万引き家族のグラッデンのレビュー・感想・評価

万引き家族(2018年製作の映画)
4.5
コロッケ食べる?

是枝裕和監督の最新作。先日のカンヌ国際映画祭でパルムドールを受賞し、大きな注目を向けられておりますが、鑑賞前の印象どおり、近年の作品と比較して、観客を選ぶ作品であったと思います。

鑑賞を終えて、端的な感想は述べづらい内容ではあるのですが、是枝作品における継承と深化を感じる作品だったと考えています。

継承されたものは、日常を中心とした描写を通じて家族的な繋がりを表現していた点です。家族ではなく、家族的と書いたのは、登場人物たちが、実際の家族ではない人々もいたからです。作品ごとにアプローチは異なり、鑑賞者の立場とシンクロするものもあったのではないかと思います。本作においては、物語が進むごとに、家族としての疑似性が明らかになるという点において、繋がりの部分がより強く意識するかたちになったと思います。

一方、深化=より深く踏み込んだものは、血縁的結合による家族、それによって強調される「絆」なるモノに対する疑念を投げかけた点です。『海街diary』に代表される「本当の家族でなくても絆を深めることができる」というポジ要素に留まることなく、「本当の家族であることは大事なのか」というネガ要素の視点を入れることで、テーマに対する異なる見方が出来たのではないかと思います。

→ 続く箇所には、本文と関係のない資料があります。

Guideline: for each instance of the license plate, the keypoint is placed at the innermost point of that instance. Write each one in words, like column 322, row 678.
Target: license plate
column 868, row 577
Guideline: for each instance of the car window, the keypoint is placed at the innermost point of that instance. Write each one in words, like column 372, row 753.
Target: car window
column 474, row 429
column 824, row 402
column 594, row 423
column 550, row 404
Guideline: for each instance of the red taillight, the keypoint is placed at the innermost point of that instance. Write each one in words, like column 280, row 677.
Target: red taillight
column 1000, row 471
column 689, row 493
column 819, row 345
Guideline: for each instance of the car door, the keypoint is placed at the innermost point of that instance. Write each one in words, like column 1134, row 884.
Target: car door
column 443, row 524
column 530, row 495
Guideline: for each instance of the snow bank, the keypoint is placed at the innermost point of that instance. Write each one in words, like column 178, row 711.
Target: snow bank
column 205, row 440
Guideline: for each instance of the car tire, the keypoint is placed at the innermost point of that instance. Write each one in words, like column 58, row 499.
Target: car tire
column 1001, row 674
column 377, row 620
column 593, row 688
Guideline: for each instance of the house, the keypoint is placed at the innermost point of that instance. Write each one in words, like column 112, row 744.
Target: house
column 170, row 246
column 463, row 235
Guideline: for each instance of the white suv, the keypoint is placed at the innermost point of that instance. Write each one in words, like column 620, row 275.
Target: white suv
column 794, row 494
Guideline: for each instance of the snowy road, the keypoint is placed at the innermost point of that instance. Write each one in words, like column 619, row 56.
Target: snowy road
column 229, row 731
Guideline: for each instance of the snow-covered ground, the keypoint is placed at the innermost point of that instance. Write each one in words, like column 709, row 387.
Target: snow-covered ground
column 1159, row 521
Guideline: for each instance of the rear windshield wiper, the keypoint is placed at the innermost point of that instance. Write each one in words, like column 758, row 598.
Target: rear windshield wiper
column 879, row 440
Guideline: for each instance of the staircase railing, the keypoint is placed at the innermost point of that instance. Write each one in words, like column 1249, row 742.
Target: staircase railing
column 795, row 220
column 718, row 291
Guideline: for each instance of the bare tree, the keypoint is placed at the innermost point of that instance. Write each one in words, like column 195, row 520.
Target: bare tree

是枝監督のフィルモグラフィを、一歩踏み込んだモノを提示した印象は強く、ある領域に踏み込んだことで見えたものがあったと思います。

その点においては、安藤サクラさんと松岡茉優さんの存在が非常に大きかったと思います。2人の台詞にある言葉、そして人々に向ける視線の鋭さは、節々に心をエグるものがありました。周囲に対する距離間を感じさせながらも、人懐っこさも垣間見せる緩急のある演技を含めて大変素晴らしかったと思います。

本作は、是枝監督が継続的に描いてきた「人の繋がり」を下地にしながらも、今までの作品には無かった「仄暗さ」があったと思います。
そして、作品で描かれた暗部が、今そこにある現実にオーバーラップして明らかになる状況には頭を抱えたくなります。だからこそ、改めて、強固な絆を求めるのではなく、本作で描かれたような、緩やかな繋がりの存在が大切ではないかと感じさせられました。